We are accused of being an opposition. That is untrue. It is not I who is the oppositionist. In opposition to the Politburo theses we find Comrade Kamenev. I assert this and I can prove it. When he signed the theses, Comrade Kamenev was not thinking in the spirit in which they were written. Now Comrade Kamenev says: ‘Don’t touch the apparatus. That’s opposition.’ That’s not put down in the theses. The theses represent the first step towards solving the problem which we are speaking about. We must fight in the most decisive fashion both the apparatus man and those who fear any touching of the apparatus.
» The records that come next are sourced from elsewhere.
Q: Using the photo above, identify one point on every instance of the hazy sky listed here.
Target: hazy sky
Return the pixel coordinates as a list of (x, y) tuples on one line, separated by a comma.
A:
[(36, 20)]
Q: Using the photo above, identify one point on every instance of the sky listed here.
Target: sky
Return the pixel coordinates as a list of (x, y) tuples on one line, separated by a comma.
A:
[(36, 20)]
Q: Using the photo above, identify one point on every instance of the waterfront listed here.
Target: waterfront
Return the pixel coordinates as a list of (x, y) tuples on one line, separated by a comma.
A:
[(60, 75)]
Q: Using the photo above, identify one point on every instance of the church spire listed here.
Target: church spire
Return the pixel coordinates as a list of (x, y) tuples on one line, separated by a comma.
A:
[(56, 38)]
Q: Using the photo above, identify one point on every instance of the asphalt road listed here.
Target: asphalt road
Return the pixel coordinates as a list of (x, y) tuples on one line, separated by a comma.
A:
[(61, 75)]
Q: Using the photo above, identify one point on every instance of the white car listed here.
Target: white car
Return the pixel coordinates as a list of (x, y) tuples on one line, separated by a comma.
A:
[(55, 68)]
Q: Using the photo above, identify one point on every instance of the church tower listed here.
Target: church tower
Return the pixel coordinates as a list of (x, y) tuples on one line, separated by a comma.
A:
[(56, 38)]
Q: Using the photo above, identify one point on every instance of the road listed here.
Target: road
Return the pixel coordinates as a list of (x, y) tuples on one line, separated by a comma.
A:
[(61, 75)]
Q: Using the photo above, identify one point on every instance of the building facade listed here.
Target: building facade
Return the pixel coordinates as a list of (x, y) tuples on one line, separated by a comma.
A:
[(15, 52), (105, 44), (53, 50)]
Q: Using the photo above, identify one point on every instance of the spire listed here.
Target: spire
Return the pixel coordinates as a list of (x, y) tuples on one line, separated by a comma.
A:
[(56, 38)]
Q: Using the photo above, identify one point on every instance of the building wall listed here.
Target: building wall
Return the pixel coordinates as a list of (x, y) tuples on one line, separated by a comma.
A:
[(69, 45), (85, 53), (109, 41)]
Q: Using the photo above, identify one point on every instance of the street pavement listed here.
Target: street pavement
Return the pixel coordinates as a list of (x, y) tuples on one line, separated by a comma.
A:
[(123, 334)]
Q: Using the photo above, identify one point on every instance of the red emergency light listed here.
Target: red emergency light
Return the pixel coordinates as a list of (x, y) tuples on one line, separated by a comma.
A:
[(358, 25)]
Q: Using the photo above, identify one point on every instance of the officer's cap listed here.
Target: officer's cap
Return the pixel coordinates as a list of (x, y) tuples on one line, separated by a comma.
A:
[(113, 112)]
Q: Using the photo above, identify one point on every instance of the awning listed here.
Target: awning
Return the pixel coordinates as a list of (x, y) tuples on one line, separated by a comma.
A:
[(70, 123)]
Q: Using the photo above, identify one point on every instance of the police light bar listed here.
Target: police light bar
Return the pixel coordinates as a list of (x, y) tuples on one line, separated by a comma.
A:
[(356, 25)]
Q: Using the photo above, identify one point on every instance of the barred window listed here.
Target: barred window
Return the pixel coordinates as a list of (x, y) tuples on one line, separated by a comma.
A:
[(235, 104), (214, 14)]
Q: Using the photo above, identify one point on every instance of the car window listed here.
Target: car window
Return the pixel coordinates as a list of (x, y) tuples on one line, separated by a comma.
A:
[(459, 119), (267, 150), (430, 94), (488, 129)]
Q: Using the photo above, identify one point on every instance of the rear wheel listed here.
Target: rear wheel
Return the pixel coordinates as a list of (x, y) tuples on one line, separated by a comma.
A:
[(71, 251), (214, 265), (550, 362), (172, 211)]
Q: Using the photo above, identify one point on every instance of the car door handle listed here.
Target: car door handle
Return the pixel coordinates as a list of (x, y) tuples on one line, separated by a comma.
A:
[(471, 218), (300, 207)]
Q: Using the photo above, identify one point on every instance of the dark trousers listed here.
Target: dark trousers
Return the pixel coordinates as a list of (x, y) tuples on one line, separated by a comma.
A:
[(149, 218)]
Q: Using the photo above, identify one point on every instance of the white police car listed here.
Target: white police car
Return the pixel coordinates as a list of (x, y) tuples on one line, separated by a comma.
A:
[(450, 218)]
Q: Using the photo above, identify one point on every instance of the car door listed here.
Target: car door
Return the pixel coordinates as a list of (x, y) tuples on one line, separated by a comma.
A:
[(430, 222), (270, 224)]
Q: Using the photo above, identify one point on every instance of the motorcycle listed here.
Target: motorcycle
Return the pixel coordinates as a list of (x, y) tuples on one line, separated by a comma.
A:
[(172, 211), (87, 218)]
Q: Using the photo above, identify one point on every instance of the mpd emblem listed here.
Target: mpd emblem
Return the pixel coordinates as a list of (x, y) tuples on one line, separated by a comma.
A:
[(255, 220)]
Now I will answer the question: what is pure thorough-going democracy: obviously it means freedom of speech, Press, elections, and so on. No one is advocating a pure, thorough-going inviolate democracy. We are talking about inner-Party workers’ democracy, about a democracy the right to which is guaranteed for each Party member: each may express his good or bad idea and the will of the Party can accept or reject it. Under such a democracy is removal (from a cell) for drunkenness, embezzling and so on conceivable? In these cases one must not transfer members or politically exile them and so on—that is too great an honour for an embezzler—but one must go to a people’s or higher court and expel those unworthy of being in the Party. Moreover what is to be done if a whole organization is petty-bourgeois? The Central Committee can at any moment disband any organization which departs from the programme and the statutes and which is decaying. The Party must then appoint a commission to re-register the Party members, the commission can call a conference, organize an elected organ and then go off home.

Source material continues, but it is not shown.